First, consider transport by train. As all of North America has experienced an energy boom, transportation by rail is suddenly increasing nationwide. In 2008, U.S. railroads transported 7 million barrels of crude oil or natural gas. By 2014, this had grown to nearly 300 million barrels. But such rapid growth has taxed our rail infrastructure, as neither the quantity of rail lines nor the quality of our rail cars has been sufficiently upgraded.

The result: a much higher accident rate. Between 1975 and 2012, spills from trains were both rare and small. But in 2013, there was 1.5 million gallons of spillage, which was more spillage in U.S. rail incidents than in the prior 37 years combined. And, rail spills tend to do much more damage to both the environment and human life than spills occurring from trucks or pipelines.

In February of 2015, a train hauling 107 cars of crude oil derailed in Mount Carbon, W.Va. The resulting spill caught fire and caused several large eruptions of giant fireballs. Hundreds of families were forced to evacuate, with some losing their homes altogether, and two nearby water treatment plants were shut down.

Not only is transport by rail less safe, it's also more expensive. The Congressional Research Service has estimated that transporting energy output by rail is two to three times more expensive than by pipeline: about $10-15/barrel rather than about $5/barrel.

But transportation by truck doesn't offer a very attractive alternative either, for two very distinct reasons. First, trucking is the most risky form of transportation from both health and environmental standpoints. The number of trucking accidents (and subsequent spillage incidents) per year is far higher than accidental spillage from rail or pipeline.

Second, transportation by trucking is also far more inefficient and expensive, for the simple reason that it takes lots and lots of trucks to move billions of gallons of crude or natural gas than what could be carried by a train or a pipeline. A single truck trailer can only hold about one-third of what a single rail car can carry. Moreover, making transportation by truck would require an enormous investment in our trucking fleet, since our present fleet only carries about 4 percent of our current annual energy output.

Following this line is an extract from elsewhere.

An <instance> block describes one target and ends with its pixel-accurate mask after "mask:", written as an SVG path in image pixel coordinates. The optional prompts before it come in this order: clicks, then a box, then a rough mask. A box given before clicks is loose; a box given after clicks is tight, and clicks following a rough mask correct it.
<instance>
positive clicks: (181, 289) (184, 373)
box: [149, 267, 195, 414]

Making trucks our primary form of transportation would add enormous congestion to our roads, as well as dramatically increase the likelihood of both accidents and spills.

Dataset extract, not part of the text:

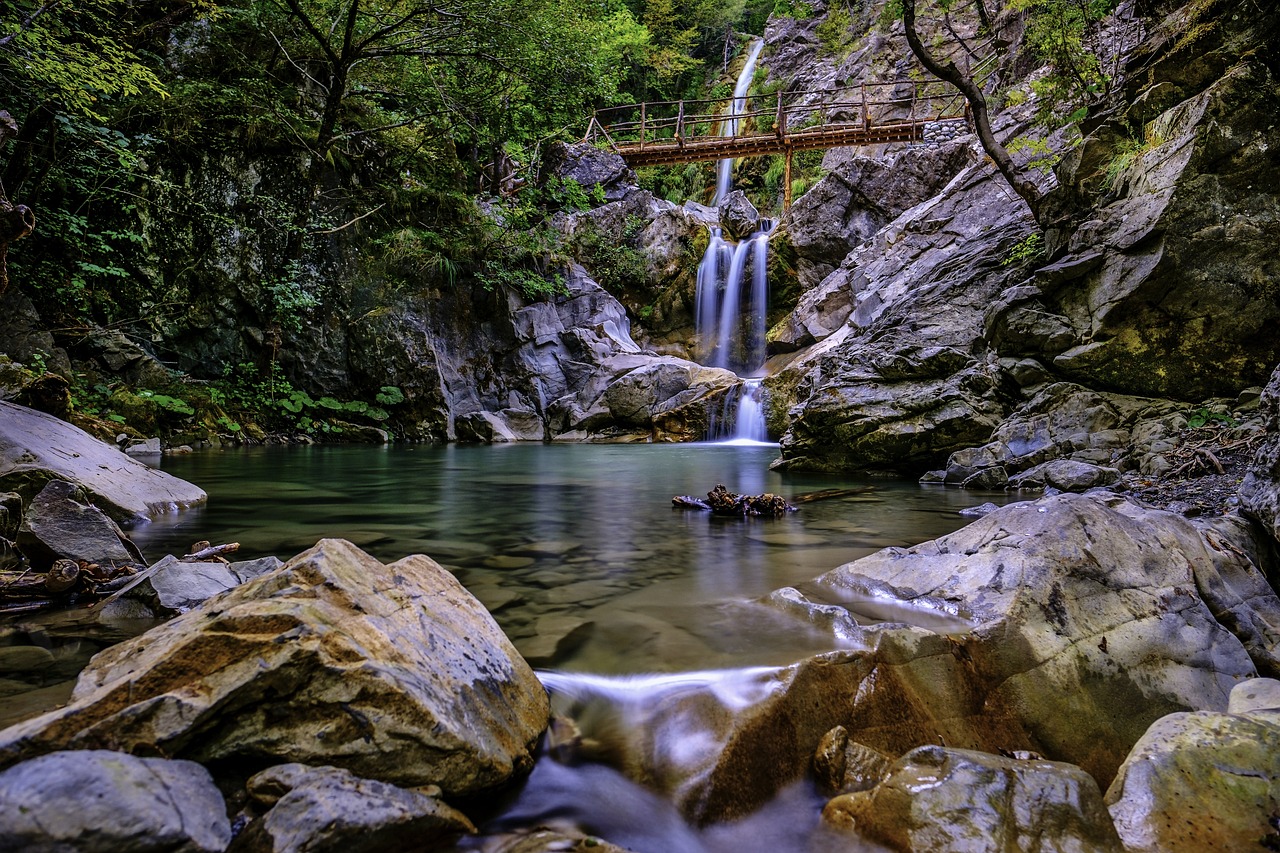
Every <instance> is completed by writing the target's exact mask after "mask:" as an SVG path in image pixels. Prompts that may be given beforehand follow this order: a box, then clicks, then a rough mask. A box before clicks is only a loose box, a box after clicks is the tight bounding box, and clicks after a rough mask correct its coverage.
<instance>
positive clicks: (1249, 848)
mask: <svg viewBox="0 0 1280 853" xmlns="http://www.w3.org/2000/svg"><path fill="white" fill-rule="evenodd" d="M1277 688H1280V684H1277V683H1276V681H1274V680H1271V679H1254V680H1251V681H1243V683H1240V684H1238V685H1236V686H1235V689H1234V690H1233V692H1231V703H1230V707H1229V708H1228V712H1226V713H1221V712H1215V711H1199V712H1193V713H1172V715H1169V716H1167V717H1162V719H1160V720H1157V721H1156V722H1155V724H1153V725H1152V726H1151V729H1148V730H1147V734H1144V735H1143V736H1142V739H1140V740H1139V742H1138V743H1137V745H1134V748H1133V752H1132V753H1130V754H1129V757H1128V758H1126V760H1125V762H1124V765H1123V766H1121V767H1120V772H1119V775H1117V776H1116V779H1115V781H1114V783H1112V784H1111V788H1110V789H1108V790H1107V803H1108V806H1110V808H1111V816H1112V817H1114V818H1115V825H1116V829H1117V830H1119V831H1120V836H1121V838H1123V839H1124V845H1125V850H1133V852H1135V853H1137V852H1142V853H1193V852H1194V853H1199V852H1201V850H1211V849H1216V850H1253V849H1276V847H1280V826H1277V824H1276V821H1277V815H1276V803H1277V802H1280V701H1277V690H1276V689H1277ZM1251 693H1254V694H1263V695H1265V697H1266V698H1265V699H1263V701H1261V702H1260V701H1257V699H1256V698H1249V697H1248V694H1251Z"/></svg>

That leaves transportation by pipeline. Currently, 70 percent of all liquid energy output in the United States is transported by pipeline. Yet, the occurrence of serious spillage or serious accidents is overwhelmingly confined to transportation by either rail or truck. In a paper published by the Manhattan Institute, the author found that the incident rates for spillage accidents were highest for road transportation (20 billion ton miles per year), followed by rail (2.08) and then in a very distant third was liquid pipelines (0.58 incidents per billion ton miles). Pipeline transportation is not only safer than rail or road, it is safer by several very big orders of magnitude.

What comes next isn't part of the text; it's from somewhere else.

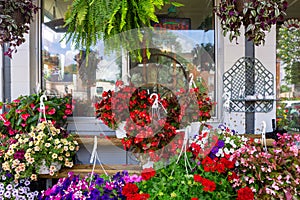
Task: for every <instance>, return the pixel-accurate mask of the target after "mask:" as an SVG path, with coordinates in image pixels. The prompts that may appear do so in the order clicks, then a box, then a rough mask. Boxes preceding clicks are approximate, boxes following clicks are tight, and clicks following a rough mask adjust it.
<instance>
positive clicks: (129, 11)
mask: <svg viewBox="0 0 300 200" xmlns="http://www.w3.org/2000/svg"><path fill="white" fill-rule="evenodd" d="M166 4H173V5H174V6H182V4H179V3H175V2H172V3H171V2H170V1H169V0H110V1H101V0H74V1H73V3H72V6H71V7H70V8H69V10H68V12H67V13H66V16H65V18H66V20H65V21H66V24H65V26H67V27H68V30H67V33H66V35H65V36H66V37H67V39H68V40H72V42H74V43H75V46H76V48H85V49H86V52H87V54H89V52H90V48H91V47H92V46H94V45H96V43H97V41H98V40H101V39H104V40H105V42H106V45H105V46H106V50H108V51H112V50H120V48H121V47H123V48H124V49H125V50H127V51H132V50H136V49H141V47H142V46H147V42H145V37H144V35H143V33H142V31H141V28H143V27H151V22H152V21H153V22H158V19H157V16H156V14H155V11H156V10H157V9H162V7H163V6H164V5H166ZM129 30H136V31H135V32H134V33H133V32H126V31H129ZM135 55H136V57H137V58H138V60H141V59H142V53H141V52H140V51H135ZM147 55H148V56H149V52H147Z"/></svg>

And transport by pipeline, compared with other forms, has also been found to have less of an adverse effect on property values in the communities that such pipelines run through. A recent independent study by consulting firm Integra Realty Resources examined home sales both near and far from liquid gas pipelines in four different states. Controlling for housing quality and size, they found that proximity to a pipeline had no statistically meaningful effect on a home's value, its probability of sale, or its owner's ability to obtain a mortgage. By contrast, you probably don't need to commission a study to guess what close proximity to a trucking depot or rail yard has on home values, much less an oil spill or natural gas fire.

Pipeline opponents would have you falsely believe that constructing new infrastructure capacity such as pipelines is harmful to both the environment and individual households. But it is the failure to construct new capacity that does true harm. Pipeline transportation is not only more economically beneficial and efficient than the alternative forms, it is also the healthier and more responsible choice as well.